Uzmanlara göre, Gazze’ye yönelik bu saldırı Lapid ve Gantz’ın grafikteki oklarını yukarıya çıkarabileceğini, buna karşın Netanyahu'yu ise önümüzdeki seçim arenasından uzaklaştırabileceğini, aynı şekilde aşırı sağcı oyların bir kısmını kendilerine çekebileceklerini ve iç cepheyi hükümetlerinin gayet güçlü ve muktedir olduğuna ikna edebileceğini söylüyorlar.

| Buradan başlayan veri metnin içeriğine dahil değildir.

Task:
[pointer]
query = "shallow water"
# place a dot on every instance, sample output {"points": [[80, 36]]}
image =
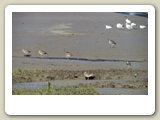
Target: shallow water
{"points": [[103, 91]]}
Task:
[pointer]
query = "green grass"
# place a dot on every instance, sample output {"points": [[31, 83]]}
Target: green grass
{"points": [[50, 90]]}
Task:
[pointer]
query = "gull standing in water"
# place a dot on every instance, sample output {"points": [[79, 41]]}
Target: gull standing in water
{"points": [[142, 26], [128, 64], [109, 26], [120, 26], [67, 54], [41, 52], [128, 26], [88, 75], [128, 21], [111, 42], [134, 25], [26, 52]]}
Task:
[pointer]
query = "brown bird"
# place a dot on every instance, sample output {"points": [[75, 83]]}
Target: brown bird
{"points": [[41, 52], [128, 64], [67, 54], [26, 52], [111, 42]]}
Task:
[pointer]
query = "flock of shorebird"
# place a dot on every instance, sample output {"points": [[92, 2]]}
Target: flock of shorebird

İslami Cihad Hareketi'ne karşı en büyük operasyon
Askeri alanda uzman General Yusuf Şerkavi, yaptığı değerlendirmede, Siyonist rejimin Gazze’ye yönelik saldırısının, İsrail’in yaptığı askeri bir operasyon ve bu operasyonda İslami Cihad Hareketi'ni hedef aldığı iddiasından daha büyük olduğunu söyledi. Filistin Enformasyon Merkezi'ne savaşı değerlendiren askeri uzman Şerkavi “Kanaatimce Hamas hareketi Gazze’deki durumu iyi değerlendiriyor. Saldırının zaman ve süresini işgal rejimi kontrol etmek istiyor. Ancak direniş, düşmanı gözetlemekte, işgalcinin saldırıyı sürdürme kararına sahip olmadığını ifade etmektedir.” dedi. Gazze’deki direniş grupları ortak operasyon merkezinin koordinasyonuna göre hareket ediyor. Kassam Tugayları savaşa girdiğini resmi olarak bildirmese de işgal rejimi, savaşı idare noktasında Hamas’ın parmağı olduğunu birkaç kez dile getirdi. Ortak operasyon merkezi ile İslami Cihad liderlerinin açıklamaları meydanda istisnai bir uyum olduğunu gösteriyor.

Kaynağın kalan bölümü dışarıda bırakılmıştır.